All of our Physiotherapists are specialist in assessing the shoulder and are experienced in special testing to diagnose conditions and are also able to advise whether a shoulder scan is necessary.

The shoulders five key structures

Bones The humerus the long upper arm bone. The scapular commonly known as the shoulder blade is an irregular bone providing the socket for the shoulder joint. The clavicle (collar bone) is an accessory joint of the shoulder, it connects to the scapular forming the acromioclavicular joint and also connect to sternum forming the sternoclavicular joint joining the shoulder to the body.
Ligaments are fibrous thick bands of fibre that reinforce and support the shoulder joints. There are numerous ligaments with various support function.
The rotator cuff is a collection of four stabiliser muscles 1) Teres minor 2) infraspinatus 3) Supraspinatus 4) Subscapularis. The rotator cuff supports and holds the humerus head into the scapular socket while allowing a wide range of motion.
Bursa is a small sac of fluid that cushions and protects the tendons of the rotator cuff from friction. This structure may become inflamed with impact or compression from tight shoulder musculature resulting in shoulder pain.
The Labrum is a cuff of flexible cartilage that deepens the socket of the shoulder joint allowing for extra support for the ball-like head of the arm bone to fit into.

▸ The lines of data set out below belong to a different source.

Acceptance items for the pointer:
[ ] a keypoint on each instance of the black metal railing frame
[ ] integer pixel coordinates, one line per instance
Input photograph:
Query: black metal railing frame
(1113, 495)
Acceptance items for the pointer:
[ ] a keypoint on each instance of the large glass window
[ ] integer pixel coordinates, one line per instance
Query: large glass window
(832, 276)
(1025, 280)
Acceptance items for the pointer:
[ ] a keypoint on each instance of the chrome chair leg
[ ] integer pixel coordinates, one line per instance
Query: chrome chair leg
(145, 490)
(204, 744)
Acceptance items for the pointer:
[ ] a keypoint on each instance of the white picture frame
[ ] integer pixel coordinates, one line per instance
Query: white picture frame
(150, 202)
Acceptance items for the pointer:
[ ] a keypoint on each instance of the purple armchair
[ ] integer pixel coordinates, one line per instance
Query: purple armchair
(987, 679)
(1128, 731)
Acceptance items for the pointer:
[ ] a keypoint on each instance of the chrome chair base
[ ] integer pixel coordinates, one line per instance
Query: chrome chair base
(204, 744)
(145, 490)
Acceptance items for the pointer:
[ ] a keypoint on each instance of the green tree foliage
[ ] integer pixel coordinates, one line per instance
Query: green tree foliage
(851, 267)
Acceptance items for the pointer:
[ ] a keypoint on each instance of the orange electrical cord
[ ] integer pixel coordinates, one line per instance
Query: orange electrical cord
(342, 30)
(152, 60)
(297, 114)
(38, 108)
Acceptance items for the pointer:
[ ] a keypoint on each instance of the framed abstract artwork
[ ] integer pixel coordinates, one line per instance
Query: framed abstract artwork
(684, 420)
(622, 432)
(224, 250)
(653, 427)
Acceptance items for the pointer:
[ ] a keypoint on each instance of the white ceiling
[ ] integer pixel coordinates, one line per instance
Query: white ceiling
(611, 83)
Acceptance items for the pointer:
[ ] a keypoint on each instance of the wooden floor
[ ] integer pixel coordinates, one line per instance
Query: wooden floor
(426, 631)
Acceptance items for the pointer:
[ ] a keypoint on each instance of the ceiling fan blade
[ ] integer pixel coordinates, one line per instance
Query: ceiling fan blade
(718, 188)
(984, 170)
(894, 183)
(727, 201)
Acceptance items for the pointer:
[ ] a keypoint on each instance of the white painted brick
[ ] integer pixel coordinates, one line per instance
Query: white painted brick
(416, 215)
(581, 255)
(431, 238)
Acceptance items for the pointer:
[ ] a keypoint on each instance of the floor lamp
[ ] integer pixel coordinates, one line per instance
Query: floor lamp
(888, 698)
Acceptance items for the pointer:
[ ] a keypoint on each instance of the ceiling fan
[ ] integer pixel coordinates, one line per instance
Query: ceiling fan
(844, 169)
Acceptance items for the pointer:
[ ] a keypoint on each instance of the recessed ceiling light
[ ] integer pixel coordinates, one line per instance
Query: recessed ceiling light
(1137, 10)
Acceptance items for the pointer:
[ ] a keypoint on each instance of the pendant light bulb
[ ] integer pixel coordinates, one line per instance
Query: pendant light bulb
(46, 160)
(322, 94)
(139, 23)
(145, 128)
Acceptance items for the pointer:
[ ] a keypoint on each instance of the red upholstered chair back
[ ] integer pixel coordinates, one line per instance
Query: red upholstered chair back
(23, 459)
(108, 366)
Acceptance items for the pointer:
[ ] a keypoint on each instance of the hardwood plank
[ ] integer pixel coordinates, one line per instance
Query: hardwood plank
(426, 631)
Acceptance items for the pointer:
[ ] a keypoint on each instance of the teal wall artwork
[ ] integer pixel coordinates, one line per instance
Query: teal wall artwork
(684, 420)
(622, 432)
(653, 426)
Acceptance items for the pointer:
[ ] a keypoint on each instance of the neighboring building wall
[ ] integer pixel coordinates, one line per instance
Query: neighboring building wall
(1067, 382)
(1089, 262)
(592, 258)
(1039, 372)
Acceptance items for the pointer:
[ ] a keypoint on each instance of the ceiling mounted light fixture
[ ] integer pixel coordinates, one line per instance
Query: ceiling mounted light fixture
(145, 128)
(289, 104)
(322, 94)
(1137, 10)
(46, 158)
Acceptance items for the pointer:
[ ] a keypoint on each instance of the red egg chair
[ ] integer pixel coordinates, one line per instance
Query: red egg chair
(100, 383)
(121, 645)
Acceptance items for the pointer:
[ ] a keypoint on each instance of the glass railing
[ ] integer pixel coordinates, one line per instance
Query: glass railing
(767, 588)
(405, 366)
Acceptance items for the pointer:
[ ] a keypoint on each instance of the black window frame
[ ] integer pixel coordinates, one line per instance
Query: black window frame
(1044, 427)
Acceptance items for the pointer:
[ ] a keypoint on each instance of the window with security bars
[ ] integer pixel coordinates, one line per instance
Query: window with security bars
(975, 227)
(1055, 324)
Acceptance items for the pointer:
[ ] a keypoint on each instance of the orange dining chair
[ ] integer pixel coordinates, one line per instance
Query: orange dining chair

The shoulders most common injuries

Shoulder dislocation occurs when the humerus (arm bone) is forced from the socket of the shoulder. Ligament, tendon, bone and labrum injury may also occur at this time and it is advised to have a shoulder MRI following dislocation to examine the extent of the injury.

Shoulder subluxation is when the humerus (arm bone) is forced partially from the socket of the shoulder, the shoulder can also become subluxed from poor prolonged posture and muscular imbalances.

Rotator cuff disease is due to trauma from falling, lifting awkwardly and friction from adjacent boney structures causing wear and tear. Other causes can be from overuse in sports particularly activities that involve repetitive overhead motions.

Frozen shoulder (adhesive capsulitis) is acute shoulder pain and increasing stiffness that can last beyond 18-months. It is caused by inflammation and thickening of the shoulder ligaments and capsule.

Shoulder subacromial impingement is present when the rotator cuff muscle tendons are in contact with the under surface of the acromion which is an extension of the shoulder blade bone causing pressure, irritation and inflammation.

There is a multitude of various other shoulder conditions associated with the same above mentioned structures, some of these conditions have similar symptom patterns so it is important to have your shoulder assessed thoroughly to specify correct line of treatment.